Spiritual Death and Life

I am constantly coming across texts that tell us that belief in God (adherence to a religion?) is decreasing in France and other European countries. Americans refer to such people as nones, those who would tick the box in a form saying none (belonging to no religious tradition). At the same time, we live in a time when apocalypticism is back in vogue. I read an opinion (scientific?) that Covid would mutate into ever more deadly strains until we all die from it. The “climate emergency” would give us less than fifty years before the earth becomes totally hostile to human habitation – unless we stop eating beef and driving cars. I express a common caricature of the ecologist narrative à la Extinction Rebellion.

According to a recent survey (I never trust them completely, since I have never been surveyed) only 49% declared themselves to be believers compared with 66% in 1947. According to a priest I know in the Archdiocese of Sens-Auxerre, one of the most spiritually barren parts of France, only 1% of nominal Catholics attend Mass. Would this be regular Sunday attendance or main feasts like Christmas and Easter together with baptisms, weddings and funerals? Are the 51% all hard-core materialistic atheists or “spiritual but not religious”?

If anything, the Covid pandemic and the chain of lockdowns have not improved the situation. 91% of those polled believe that the global pandemic has not brought them closer to religious practice. My own experience with most people I meet is that they are not atheists Richard Dawkins fashion according to the exalted science of the nineteenth century. Most believe in the existence of some kind of universal consciousness and life after death. What they do with such an idea differs from person to person. What is the prevailing idea about the meaning of life when it is not social status and money?
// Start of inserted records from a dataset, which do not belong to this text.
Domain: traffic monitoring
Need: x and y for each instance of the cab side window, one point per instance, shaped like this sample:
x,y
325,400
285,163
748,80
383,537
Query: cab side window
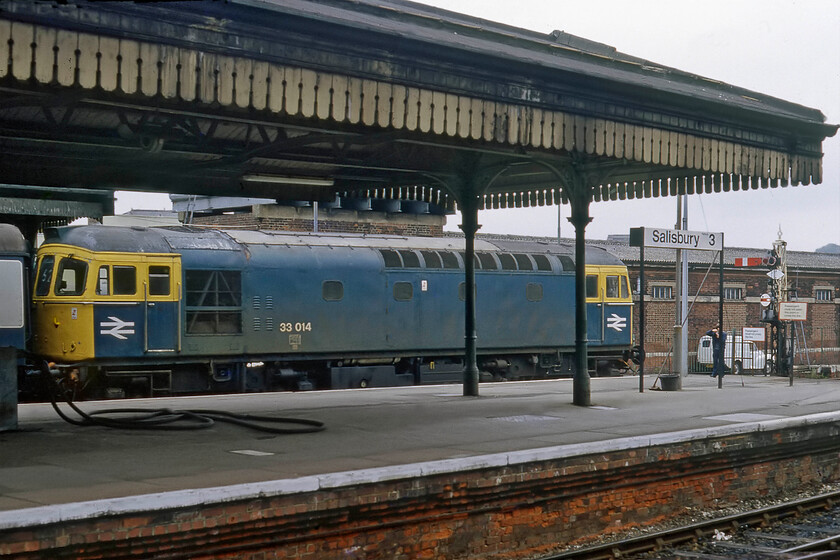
x,y
591,286
612,287
159,281
70,280
124,280
103,281
42,287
The institutional Church is used to blaming ordinary people for their pleasures and the things money can buy. Take them back fifty years and they will learn! Not so. Churches have been most inadequate in the quest for bringing man a credible and spiritual message. This is not only the “modernist” time since the 1960’s and 70’s, but right the way back to our reaction against the notion of religion being a simple and mechanical system of rewards and punishments. We witness in all Churches the growth of a kind of neo-clericalism or bureaucracy that excludes the little people and the poor. Gentrification seems to be the word. We live in an era of nihilism and deconstructionism, as happened in eighteenth-century France and nineteenth-century Russia.

Socrates once said that “wisdom begins in wonder”, what the Old Testament calls the fear of the Lord. Conversely, madness begins in denial and the narcissistic sense of self-entitlement. A large segment of society adhering to the Woke ideology wishes to deny and cancel everything. God is not found in barrages of words or marketing, but by truth, beauty and goodness, the famous transcendentals of Plato.
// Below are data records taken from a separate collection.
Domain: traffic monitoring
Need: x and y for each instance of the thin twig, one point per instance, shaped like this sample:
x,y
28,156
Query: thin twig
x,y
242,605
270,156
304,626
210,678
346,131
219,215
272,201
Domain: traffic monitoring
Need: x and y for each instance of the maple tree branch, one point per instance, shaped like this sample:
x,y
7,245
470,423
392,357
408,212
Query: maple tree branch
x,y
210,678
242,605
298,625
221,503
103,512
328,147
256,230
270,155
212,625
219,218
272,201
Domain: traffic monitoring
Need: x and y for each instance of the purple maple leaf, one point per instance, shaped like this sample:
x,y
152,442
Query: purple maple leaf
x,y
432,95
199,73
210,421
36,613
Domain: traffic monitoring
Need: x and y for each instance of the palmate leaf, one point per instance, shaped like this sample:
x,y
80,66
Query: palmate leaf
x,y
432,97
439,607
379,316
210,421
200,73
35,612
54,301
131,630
I was deeply impressed with this interview with Patrick Moore, the founder of Greenpeace.

We are now on the subject of what people believe in when they cease to believe in God and Christ. As G.K. Chesterton once said “When men choose not to believe in God, they do not thereafter believe in nothing, they then become capable of believing in anything“. Whether what this guy says stands up to objective scientific evidence, I have no way of telling. All I can say is that I open my door and look and feel the weather and temperature – and find no difference with what I experienced of this world in my childhood. There are terrifying weather events which can happen anywhere, and the pollution of this earth mainly by industry is horrific. In reality, the apocalypse to which we need to be attentive is our own death, and many of these shrieking sayings only show our fear of death and desire to project it on the whole of humanity and nature. I think that Patrick Moore has many sensible things to say, though some may not stand up to informed criticism. I have no way of knowing.

As always, and I say more or less the same things.

– Declare our independence from peer pressure and social status,
– Appreciate the time we spend alone to face truths,
– Love nature and be a part of it, not its lord and master,
– Become aware of those moments of wonder faced with natural or human beauty,
– Come to terms with our true selves and our relationship with the Transcendental,
– Teach by example, not by word.

I could add many others like “out-of-the-box” thinking and being as eccentric as we may be. That is the door by which Christ may enter our souls and bring us to that Heaven which is already within us.